Tujuan lain penyesuaian kebijakan pertahanan adalah memperjelas berbagai hal yang kabur di periode sebelumnya. Pengerahan dan penggunaan kekuatan TNI belum menjadi isu yang terakomodasi penjelasannya dalam revisi terkini. Meskipun diperjelas bahwa pengerahan hanya bisa dilakukan oleh Presiden dan penggunaan oleh Panglima TNI, tidak dijabarkan lebih jauh bagaimana operasionalisasinya. Terdapat dua hal yang perlu menjadi perhatian. Pertama, Pasal 17 UU TNI memandatkan pengerahan kekuatan TNI harus mendapat persetujuan DPR. Namun, UU TNI tidak mengatur mekanisme/bentuk persetujuan yang diberikan oleh DPR untuk pengerahan kekuatan TNI. Kedua, Operasi Militer Selain Perang (OMSP) telah menjadi tugas integral TNI. Namun, sampai saat ini regulasi turunan/teknis terkait penggunaan kekuatan TNI belum tersedia. Pasal 7 UU TNI menyatakan penggunaan kekuatan TNI, termasuk OMSP, dilaksanakan berdasarkan kebijakan dan keputusan politik negara. Penjelasan Pasal 5 UU TNI menyebutkan bahwa kebijakan dan keputusan politik negara adalah kebijakan politik pemerintah bersama-sama DPR yang dirumuskan melalui mekanisme hubungan kerja sama antara Pemerintah dan DPR, seperti rapat konsultasi dan rapat kerja. Kondisi ini menjadikan ambang batas persetujuan pengerahan kekuatan TNI sangat rendah. Bahkan, acapkali diartikan juga sebagai persetujuan DPR terhadap Anggaran Pendapatan dan Belanja Negara (APBN) merupakan bagian dari kebijakan dan keputusan politik tersebut. Pengertian tersebut sangat mengecilkan fungsi pengawasan DPR terhadap pengerahan dan penggunaan TNI. Padahal, penugasan TNI dalam OMSP idealnya diatur dalam regulasi khusus sebagaimana dilakukan pada tugas perbantuan.
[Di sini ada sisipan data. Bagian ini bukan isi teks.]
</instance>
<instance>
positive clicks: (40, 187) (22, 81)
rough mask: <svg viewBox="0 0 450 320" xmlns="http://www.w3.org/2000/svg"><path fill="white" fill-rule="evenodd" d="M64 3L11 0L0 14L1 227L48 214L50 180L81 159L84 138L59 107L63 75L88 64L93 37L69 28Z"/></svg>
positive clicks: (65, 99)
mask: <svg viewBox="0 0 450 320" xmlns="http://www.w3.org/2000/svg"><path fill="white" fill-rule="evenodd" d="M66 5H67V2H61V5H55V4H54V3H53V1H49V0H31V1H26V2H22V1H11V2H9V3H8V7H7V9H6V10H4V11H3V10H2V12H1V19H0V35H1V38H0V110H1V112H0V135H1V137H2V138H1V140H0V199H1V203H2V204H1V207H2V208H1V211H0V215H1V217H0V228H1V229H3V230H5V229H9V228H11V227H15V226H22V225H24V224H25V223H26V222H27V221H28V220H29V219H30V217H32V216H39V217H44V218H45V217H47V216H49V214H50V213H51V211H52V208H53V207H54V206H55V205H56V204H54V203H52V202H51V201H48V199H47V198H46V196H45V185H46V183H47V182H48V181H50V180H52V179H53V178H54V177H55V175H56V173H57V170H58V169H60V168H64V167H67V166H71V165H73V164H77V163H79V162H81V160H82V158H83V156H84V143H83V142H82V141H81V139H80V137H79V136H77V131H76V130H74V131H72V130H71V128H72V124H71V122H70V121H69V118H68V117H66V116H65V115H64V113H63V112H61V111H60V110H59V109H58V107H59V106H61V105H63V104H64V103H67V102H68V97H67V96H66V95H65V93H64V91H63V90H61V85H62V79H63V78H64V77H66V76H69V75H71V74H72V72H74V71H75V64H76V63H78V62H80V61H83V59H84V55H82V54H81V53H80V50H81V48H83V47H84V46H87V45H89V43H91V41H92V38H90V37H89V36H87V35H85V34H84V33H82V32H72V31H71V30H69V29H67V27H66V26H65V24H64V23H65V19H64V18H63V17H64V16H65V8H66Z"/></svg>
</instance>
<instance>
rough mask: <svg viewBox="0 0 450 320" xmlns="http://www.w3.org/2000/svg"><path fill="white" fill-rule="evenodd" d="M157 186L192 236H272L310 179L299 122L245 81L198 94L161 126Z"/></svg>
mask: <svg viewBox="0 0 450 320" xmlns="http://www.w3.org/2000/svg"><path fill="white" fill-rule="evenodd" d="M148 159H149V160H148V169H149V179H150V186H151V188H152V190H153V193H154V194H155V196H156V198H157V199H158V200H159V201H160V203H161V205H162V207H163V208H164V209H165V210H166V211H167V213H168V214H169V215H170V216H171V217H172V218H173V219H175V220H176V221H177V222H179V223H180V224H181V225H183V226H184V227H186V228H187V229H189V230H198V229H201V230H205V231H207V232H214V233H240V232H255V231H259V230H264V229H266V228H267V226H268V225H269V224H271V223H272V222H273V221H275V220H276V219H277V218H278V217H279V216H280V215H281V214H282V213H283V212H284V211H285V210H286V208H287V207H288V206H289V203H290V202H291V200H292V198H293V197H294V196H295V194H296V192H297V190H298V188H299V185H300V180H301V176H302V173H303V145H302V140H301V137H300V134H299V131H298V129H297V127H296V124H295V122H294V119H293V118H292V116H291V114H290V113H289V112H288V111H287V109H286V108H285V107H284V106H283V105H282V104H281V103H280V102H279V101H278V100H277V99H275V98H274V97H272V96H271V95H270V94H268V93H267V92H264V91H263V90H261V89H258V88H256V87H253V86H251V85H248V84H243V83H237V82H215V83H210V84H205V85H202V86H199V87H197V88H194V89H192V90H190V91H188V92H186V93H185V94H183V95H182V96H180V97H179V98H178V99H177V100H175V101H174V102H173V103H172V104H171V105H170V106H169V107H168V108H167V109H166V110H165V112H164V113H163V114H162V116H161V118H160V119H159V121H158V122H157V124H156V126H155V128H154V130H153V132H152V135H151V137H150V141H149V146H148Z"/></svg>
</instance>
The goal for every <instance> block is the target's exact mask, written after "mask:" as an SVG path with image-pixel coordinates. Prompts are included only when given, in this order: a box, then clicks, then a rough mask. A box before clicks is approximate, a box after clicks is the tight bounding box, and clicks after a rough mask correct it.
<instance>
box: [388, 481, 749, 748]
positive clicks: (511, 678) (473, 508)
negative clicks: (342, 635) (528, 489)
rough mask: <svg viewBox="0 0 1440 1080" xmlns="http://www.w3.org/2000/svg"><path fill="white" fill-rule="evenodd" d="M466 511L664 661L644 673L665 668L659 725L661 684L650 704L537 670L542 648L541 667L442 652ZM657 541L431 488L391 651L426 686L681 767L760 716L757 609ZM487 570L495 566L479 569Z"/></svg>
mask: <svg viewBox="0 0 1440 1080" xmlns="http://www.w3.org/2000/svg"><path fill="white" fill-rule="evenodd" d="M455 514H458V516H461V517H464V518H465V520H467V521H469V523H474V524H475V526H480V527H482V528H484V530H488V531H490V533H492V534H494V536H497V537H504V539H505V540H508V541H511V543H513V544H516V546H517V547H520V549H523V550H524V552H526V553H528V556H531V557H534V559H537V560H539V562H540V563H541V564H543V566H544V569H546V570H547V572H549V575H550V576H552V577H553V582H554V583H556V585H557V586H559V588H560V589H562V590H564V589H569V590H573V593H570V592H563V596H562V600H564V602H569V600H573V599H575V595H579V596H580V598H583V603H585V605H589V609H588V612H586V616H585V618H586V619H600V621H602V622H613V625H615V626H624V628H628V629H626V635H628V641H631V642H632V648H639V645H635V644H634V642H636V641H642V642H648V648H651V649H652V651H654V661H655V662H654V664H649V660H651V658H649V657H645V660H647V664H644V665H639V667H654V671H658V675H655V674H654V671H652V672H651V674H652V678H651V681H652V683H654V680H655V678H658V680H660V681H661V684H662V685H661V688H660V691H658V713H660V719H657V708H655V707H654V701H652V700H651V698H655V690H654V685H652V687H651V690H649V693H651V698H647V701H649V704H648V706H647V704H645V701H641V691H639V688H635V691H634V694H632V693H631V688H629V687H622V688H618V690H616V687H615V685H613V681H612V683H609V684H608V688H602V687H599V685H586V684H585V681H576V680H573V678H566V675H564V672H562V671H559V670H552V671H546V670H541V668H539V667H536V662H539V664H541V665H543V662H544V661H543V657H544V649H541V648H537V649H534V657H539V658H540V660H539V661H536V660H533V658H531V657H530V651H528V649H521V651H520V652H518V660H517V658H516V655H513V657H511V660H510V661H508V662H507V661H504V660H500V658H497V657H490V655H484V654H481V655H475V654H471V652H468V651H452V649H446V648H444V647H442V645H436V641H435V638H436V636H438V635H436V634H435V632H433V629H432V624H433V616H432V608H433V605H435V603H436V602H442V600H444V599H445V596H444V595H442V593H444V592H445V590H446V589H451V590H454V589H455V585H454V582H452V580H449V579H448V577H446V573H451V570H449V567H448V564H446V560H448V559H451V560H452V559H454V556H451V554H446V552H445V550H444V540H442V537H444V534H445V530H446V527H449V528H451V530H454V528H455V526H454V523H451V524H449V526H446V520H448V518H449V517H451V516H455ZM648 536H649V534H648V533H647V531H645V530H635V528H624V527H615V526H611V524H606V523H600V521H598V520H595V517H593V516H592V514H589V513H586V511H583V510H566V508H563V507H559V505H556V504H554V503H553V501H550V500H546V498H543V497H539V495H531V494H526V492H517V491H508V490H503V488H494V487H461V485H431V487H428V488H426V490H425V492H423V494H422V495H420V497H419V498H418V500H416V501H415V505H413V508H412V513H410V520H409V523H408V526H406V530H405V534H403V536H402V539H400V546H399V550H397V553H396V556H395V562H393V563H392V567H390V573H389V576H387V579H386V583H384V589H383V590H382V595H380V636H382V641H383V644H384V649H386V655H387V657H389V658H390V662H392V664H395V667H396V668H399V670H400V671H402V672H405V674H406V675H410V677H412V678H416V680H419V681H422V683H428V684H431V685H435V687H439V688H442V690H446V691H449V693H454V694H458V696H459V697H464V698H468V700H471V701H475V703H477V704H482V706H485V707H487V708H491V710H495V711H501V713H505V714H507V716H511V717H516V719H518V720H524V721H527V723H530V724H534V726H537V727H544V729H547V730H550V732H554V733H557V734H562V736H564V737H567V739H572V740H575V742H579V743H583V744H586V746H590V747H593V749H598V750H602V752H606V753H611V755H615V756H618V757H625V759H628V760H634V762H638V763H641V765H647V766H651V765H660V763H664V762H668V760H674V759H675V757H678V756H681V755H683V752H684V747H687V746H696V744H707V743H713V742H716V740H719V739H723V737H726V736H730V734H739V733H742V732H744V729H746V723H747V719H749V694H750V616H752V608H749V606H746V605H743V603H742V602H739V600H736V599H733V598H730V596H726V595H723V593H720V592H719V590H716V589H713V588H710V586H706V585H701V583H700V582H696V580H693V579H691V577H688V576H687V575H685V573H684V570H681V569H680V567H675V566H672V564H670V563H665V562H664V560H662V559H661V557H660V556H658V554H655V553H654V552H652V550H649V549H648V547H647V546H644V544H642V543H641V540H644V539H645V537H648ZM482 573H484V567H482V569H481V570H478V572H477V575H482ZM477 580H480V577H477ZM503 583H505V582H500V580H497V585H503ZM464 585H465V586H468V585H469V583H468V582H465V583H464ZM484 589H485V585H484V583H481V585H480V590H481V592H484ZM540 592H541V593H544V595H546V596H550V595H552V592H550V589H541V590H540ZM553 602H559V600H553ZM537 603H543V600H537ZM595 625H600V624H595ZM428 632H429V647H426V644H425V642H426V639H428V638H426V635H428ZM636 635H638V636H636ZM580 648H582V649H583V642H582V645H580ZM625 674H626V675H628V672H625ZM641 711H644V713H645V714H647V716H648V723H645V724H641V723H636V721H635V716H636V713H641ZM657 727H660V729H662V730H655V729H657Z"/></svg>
Aspek lain yang perlu menjadi perhatian adalah mandat yang belum terlaksana dari regulasi sebelumnya. Mandat yang belum terlaksana ini seharusnya dibahas secara paralel dalam proses revisi UU TNI. Sebagai contoh, UU TNI memandatkan pengaturan tugas perbantuan TNI kepada Polri dalam urusan penjagaan keamanan dan ketertiban melalui UU. Akan tetapi, ketentuan tersebut sampai saat ini belum tersedia. Mandat lain yang belum terlaksana adalah revisi UU Peradilan Militer. Regulasi ini bersifat krusial dalam penanganan pelanggaran hukum yang dilakukan prajurit TNI, terutama ketika menjabat di instansi sipil. Selain itu, UU Peradilan militer seharusnya menjadi dasar bagi penempatan TNI di lembaga yudikatif, seperti Mahkamah Agung (MA) dan Kejagung.

Kesimpulan
Revisi UU 34/2004 tentang TNI yang akan segera disahkan pada pokoknya belum menyentuh aspek-aspek substansial dalam pembangunan kekuatan pertahanan Indonesia dan mendorong TNI yang semakin profesional. Pembahasan dan diskursus yang terjadi justru hanya sekedar menyasar hal-hal yang sifatnya administratif, seperti masa usia pensiun dan penambahan penempatan TNI aktif di jabatan sipil. Padahal, revisi UU TNI yang kerap dibahas dengan antusiasme yang tinggi dari para pembuat kebijakan ini, seharusnya dapat dijadikan sebagai suatu momentum untuk merumuskan ulang kebijakan pertahanan yang relevan dengan tantangan dan ancaman masa kini.